Article 379 of the TCC enables joint stock companies and limited liability companies to undertake share buybacks not exceeding 10% of their capital, subject to certain conditions such as general assembly approval for granting authority to the board, duration of the authority, determination of price, and compliance with the preservation of legal financial reserves. Transactions which exceed the 10% threshold or which are conducted in breach of the provisions of the TCC will be void and any shares acquired must be either sold within six months of their acquisition or cancelled through capital decrease.
While the provisions regulating the conditions of share buybacks under the TCC do not directly relate to financial assistance, the TCC goes on to prevent, in article 380, a target company from advancing funds, making loans or providing security or guarantees to a third party in relation to the acquisition of its shares. The aim of article 380 was to avoid circumvention of the restrictions on share buybacks; it explicitly states that transactions having this effect will be deemed void.

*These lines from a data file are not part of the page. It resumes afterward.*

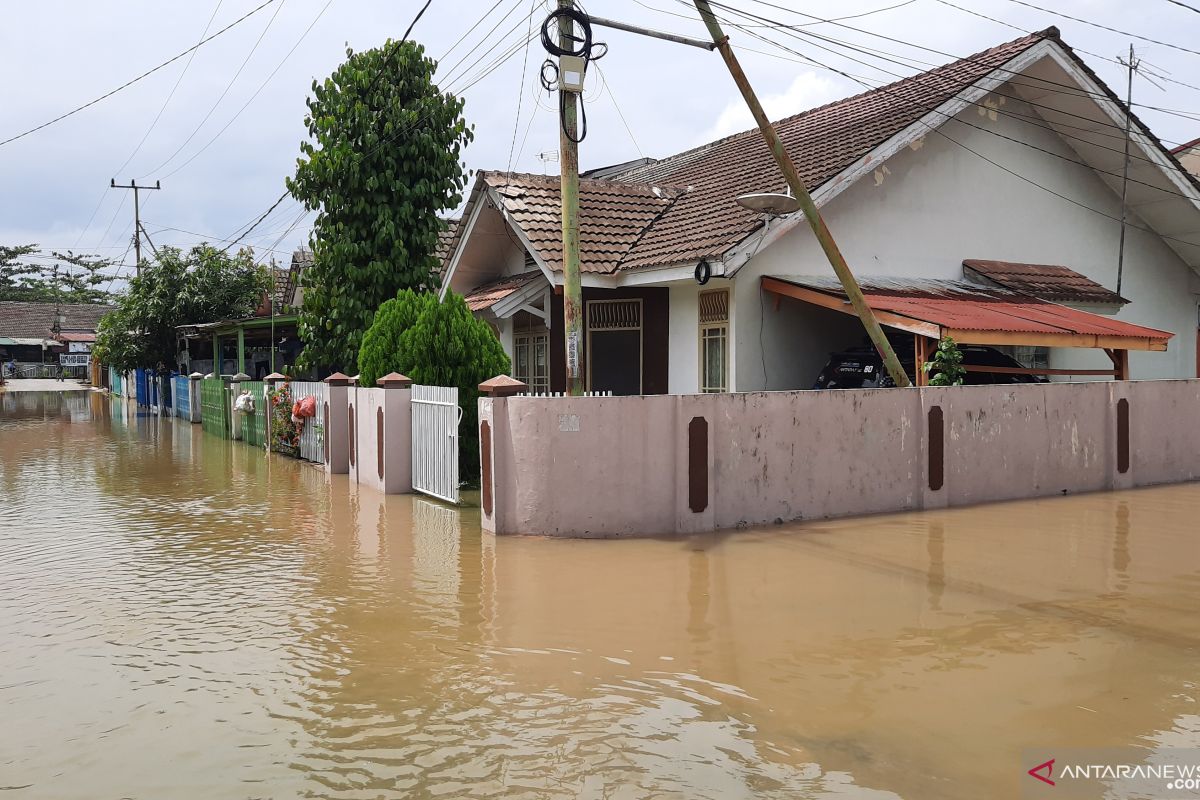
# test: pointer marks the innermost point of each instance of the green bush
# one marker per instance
(947, 365)
(437, 344)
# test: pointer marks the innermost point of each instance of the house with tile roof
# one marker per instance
(41, 332)
(979, 199)
(1189, 156)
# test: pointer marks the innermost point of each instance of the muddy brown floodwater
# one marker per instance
(181, 617)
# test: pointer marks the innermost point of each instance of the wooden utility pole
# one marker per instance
(569, 182)
(810, 210)
(137, 216)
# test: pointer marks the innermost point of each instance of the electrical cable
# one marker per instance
(144, 74)
(174, 88)
(933, 109)
(1030, 120)
(213, 108)
(1103, 26)
(939, 131)
(257, 91)
(1042, 83)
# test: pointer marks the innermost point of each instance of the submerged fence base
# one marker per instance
(642, 465)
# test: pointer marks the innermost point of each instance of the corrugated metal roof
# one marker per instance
(490, 294)
(964, 306)
(1043, 281)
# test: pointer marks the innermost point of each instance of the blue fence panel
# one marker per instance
(143, 388)
(183, 397)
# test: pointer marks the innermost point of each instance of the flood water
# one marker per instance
(181, 617)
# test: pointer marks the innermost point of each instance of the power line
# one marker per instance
(144, 74)
(939, 131)
(1103, 26)
(933, 109)
(1183, 5)
(162, 108)
(1025, 30)
(225, 91)
(257, 91)
(1042, 83)
(525, 66)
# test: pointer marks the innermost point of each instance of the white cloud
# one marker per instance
(808, 90)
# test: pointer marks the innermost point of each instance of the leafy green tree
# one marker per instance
(439, 344)
(382, 161)
(947, 365)
(203, 284)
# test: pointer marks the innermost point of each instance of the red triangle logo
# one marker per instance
(1049, 771)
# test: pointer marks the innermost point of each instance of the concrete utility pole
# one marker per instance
(137, 216)
(1125, 164)
(810, 210)
(569, 182)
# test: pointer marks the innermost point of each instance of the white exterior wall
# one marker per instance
(940, 204)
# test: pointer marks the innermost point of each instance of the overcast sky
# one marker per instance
(648, 97)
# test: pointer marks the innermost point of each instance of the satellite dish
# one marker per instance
(772, 203)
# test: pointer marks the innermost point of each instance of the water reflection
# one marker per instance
(184, 617)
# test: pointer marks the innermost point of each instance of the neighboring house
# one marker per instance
(1189, 156)
(964, 199)
(256, 346)
(39, 332)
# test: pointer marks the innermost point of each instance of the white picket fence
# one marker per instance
(312, 438)
(436, 417)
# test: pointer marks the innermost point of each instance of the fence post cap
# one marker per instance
(395, 380)
(502, 386)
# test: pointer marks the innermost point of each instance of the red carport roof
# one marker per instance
(973, 313)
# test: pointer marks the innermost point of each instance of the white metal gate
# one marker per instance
(436, 417)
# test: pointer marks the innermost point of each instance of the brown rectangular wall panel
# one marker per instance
(697, 464)
(936, 437)
(1122, 435)
(485, 462)
(379, 440)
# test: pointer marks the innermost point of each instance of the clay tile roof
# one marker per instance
(489, 294)
(1043, 281)
(823, 142)
(1186, 146)
(682, 209)
(36, 319)
(613, 216)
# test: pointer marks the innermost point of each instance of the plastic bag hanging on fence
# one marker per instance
(245, 403)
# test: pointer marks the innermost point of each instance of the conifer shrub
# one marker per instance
(437, 344)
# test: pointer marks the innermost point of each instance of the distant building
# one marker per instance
(40, 332)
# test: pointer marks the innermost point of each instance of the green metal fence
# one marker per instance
(215, 407)
(253, 426)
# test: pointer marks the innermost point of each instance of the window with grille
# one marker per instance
(531, 359)
(714, 341)
(615, 314)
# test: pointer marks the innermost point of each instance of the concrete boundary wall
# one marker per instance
(654, 464)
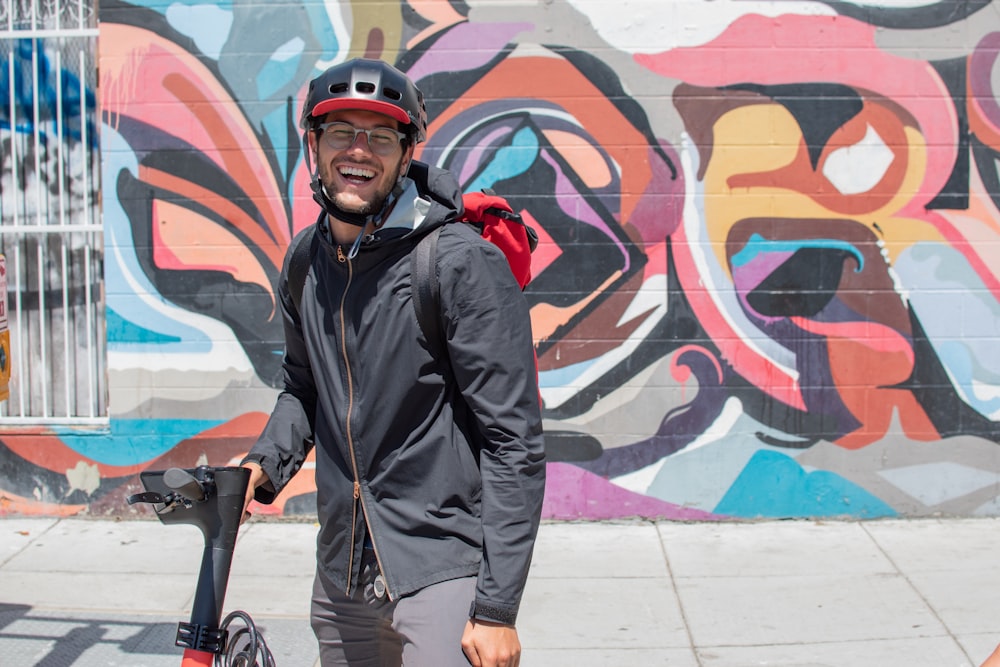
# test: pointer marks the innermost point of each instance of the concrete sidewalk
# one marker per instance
(917, 593)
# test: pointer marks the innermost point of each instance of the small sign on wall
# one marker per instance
(4, 334)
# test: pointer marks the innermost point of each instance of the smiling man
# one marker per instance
(429, 454)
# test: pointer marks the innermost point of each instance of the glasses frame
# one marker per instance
(401, 136)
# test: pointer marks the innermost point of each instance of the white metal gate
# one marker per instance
(50, 228)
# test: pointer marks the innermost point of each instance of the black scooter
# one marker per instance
(211, 499)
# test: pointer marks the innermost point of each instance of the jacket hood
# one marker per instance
(442, 190)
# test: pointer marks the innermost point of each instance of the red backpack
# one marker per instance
(489, 213)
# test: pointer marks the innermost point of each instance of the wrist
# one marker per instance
(493, 613)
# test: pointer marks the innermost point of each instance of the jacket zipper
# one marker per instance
(358, 500)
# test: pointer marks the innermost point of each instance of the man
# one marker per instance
(429, 454)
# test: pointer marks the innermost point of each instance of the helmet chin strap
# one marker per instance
(361, 220)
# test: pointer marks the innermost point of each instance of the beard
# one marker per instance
(349, 203)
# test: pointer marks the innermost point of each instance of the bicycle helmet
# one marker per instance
(371, 85)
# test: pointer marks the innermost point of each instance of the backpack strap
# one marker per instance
(425, 286)
(298, 265)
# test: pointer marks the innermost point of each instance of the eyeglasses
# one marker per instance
(381, 140)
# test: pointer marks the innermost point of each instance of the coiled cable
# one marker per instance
(246, 646)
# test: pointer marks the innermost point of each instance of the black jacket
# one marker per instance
(439, 459)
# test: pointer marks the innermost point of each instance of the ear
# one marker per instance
(404, 163)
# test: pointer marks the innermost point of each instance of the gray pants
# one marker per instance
(421, 629)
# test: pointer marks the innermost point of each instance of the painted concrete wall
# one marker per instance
(768, 277)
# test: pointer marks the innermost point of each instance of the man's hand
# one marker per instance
(257, 477)
(491, 644)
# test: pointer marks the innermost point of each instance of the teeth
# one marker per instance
(357, 171)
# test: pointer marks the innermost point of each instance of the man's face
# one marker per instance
(357, 179)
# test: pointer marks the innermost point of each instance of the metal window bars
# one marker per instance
(50, 229)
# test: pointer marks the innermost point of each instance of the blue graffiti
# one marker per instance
(56, 101)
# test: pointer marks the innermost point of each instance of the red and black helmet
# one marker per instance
(371, 85)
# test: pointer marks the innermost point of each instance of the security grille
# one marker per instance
(50, 229)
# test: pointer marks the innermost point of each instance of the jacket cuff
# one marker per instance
(490, 611)
(264, 493)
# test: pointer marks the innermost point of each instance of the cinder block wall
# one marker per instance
(770, 242)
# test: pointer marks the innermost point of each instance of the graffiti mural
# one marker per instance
(768, 277)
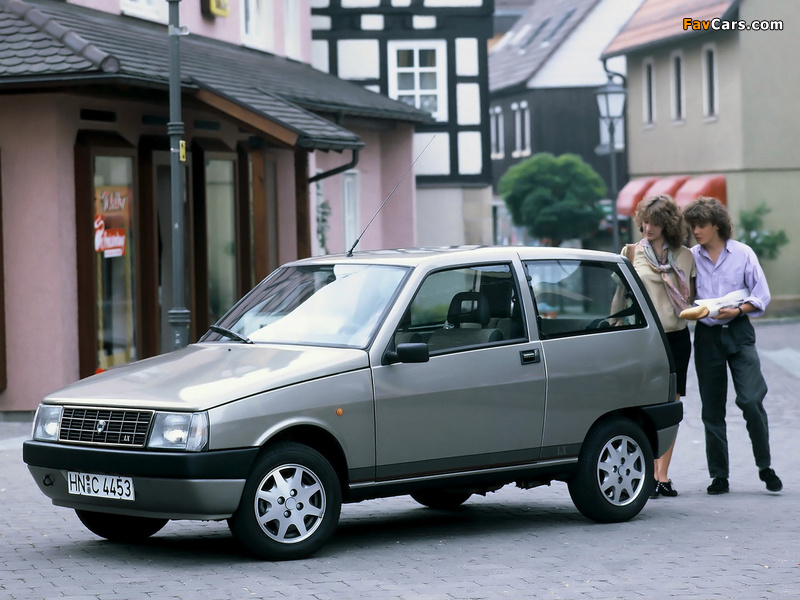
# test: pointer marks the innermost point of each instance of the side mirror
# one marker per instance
(414, 352)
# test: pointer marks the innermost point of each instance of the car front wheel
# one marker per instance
(290, 506)
(120, 528)
(614, 476)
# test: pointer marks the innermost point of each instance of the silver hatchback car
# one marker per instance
(438, 373)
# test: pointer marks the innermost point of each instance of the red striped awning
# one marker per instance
(712, 186)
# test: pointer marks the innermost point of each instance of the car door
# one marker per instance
(601, 352)
(478, 402)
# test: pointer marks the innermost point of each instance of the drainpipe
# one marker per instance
(179, 316)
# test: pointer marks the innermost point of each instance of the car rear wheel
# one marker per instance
(441, 499)
(120, 528)
(615, 472)
(290, 506)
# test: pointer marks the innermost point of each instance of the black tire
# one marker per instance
(120, 528)
(441, 499)
(290, 505)
(614, 476)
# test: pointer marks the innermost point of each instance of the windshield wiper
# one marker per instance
(230, 334)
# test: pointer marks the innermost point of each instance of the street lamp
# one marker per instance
(611, 102)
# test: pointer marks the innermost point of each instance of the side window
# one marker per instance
(574, 297)
(463, 308)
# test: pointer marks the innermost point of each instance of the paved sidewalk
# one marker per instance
(512, 544)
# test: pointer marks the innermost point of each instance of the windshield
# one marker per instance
(329, 305)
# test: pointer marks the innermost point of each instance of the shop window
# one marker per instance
(678, 95)
(106, 213)
(496, 128)
(648, 92)
(221, 237)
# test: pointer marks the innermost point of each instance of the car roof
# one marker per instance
(447, 255)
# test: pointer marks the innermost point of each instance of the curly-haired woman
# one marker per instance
(668, 271)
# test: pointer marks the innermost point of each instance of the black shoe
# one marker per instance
(773, 482)
(665, 489)
(657, 491)
(718, 486)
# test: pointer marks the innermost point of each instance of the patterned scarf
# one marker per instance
(676, 286)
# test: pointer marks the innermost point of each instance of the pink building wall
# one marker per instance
(39, 250)
(229, 29)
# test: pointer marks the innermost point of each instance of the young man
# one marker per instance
(728, 339)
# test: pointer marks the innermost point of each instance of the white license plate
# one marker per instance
(100, 486)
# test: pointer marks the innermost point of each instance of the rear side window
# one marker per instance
(574, 297)
(466, 307)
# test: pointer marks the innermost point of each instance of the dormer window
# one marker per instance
(418, 75)
(151, 10)
(257, 24)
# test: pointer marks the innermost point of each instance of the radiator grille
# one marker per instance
(105, 426)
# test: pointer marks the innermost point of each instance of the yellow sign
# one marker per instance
(215, 8)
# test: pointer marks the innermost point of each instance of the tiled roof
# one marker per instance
(47, 40)
(533, 39)
(659, 21)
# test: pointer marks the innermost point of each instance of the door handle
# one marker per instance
(530, 356)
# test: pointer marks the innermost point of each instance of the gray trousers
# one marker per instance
(716, 348)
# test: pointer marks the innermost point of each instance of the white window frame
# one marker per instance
(257, 24)
(710, 83)
(293, 43)
(151, 10)
(351, 212)
(522, 129)
(648, 92)
(441, 92)
(677, 86)
(497, 132)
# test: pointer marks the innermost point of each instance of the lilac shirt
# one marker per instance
(737, 267)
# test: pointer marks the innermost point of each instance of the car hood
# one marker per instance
(202, 376)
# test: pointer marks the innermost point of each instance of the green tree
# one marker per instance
(765, 243)
(555, 198)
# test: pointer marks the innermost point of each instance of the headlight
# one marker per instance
(46, 422)
(180, 431)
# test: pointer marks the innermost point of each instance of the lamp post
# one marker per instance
(179, 316)
(611, 102)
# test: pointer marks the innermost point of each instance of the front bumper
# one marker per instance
(169, 485)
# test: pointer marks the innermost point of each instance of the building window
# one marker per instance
(497, 132)
(648, 92)
(678, 96)
(560, 24)
(350, 208)
(257, 31)
(710, 82)
(522, 129)
(152, 10)
(418, 75)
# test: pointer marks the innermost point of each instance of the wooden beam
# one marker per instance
(261, 124)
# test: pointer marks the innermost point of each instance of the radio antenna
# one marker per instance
(377, 212)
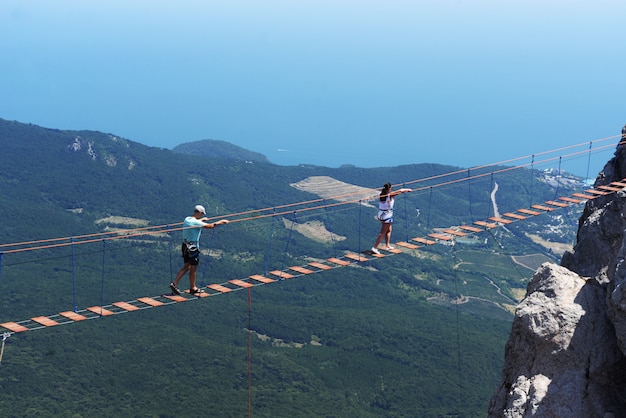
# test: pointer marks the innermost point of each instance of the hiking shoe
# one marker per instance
(175, 290)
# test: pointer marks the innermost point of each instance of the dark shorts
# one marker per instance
(190, 255)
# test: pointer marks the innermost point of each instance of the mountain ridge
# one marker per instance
(566, 353)
(391, 317)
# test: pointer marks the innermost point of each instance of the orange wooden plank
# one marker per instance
(609, 188)
(150, 301)
(440, 236)
(424, 241)
(393, 250)
(486, 224)
(126, 306)
(500, 220)
(356, 257)
(529, 212)
(241, 283)
(201, 294)
(262, 279)
(282, 274)
(319, 265)
(14, 326)
(541, 207)
(584, 196)
(301, 270)
(100, 310)
(569, 199)
(407, 245)
(73, 316)
(43, 320)
(219, 288)
(338, 261)
(455, 232)
(594, 191)
(176, 298)
(514, 215)
(471, 228)
(559, 204)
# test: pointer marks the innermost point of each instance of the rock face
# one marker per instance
(566, 355)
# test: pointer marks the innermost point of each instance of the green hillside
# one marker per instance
(417, 334)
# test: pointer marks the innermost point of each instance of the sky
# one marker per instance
(370, 83)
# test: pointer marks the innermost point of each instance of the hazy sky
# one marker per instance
(370, 83)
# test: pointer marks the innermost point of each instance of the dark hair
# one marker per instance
(385, 192)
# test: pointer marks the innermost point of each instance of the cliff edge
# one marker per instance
(566, 354)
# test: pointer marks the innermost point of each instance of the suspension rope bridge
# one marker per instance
(441, 235)
(350, 258)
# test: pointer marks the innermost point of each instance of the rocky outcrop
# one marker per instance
(566, 354)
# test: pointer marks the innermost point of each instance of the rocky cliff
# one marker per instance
(566, 355)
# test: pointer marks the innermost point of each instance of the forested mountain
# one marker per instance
(421, 333)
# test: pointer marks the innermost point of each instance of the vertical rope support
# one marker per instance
(558, 180)
(332, 238)
(4, 338)
(532, 163)
(73, 275)
(430, 198)
(469, 193)
(458, 326)
(249, 350)
(359, 229)
(169, 246)
(293, 222)
(491, 203)
(269, 247)
(406, 216)
(208, 257)
(588, 164)
(104, 246)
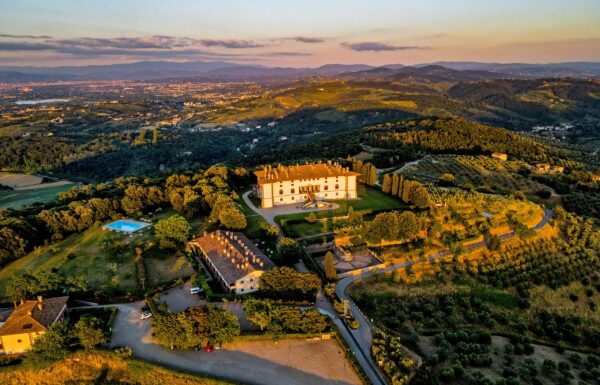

The most important consequence of these provisions, however, is that guarantees and security provided to a bank funding a leveraged buyout or upstream loans provided to service leveraged debt may be void.
The exceptions to this prohibition are transactions which fall under the scope of activities of banks or financial institutions; and advances, loans and security provided to the company's employees or parent or subsidiary's employees in order to acquire the shares of the company which must comply provided that the requirements related to preservation of legal reserves are complied with.
These principles introduced by the TCC have led to banks and advisers having to carefully structure acquisition finance transactions to ensure lenders are fully protected in the market.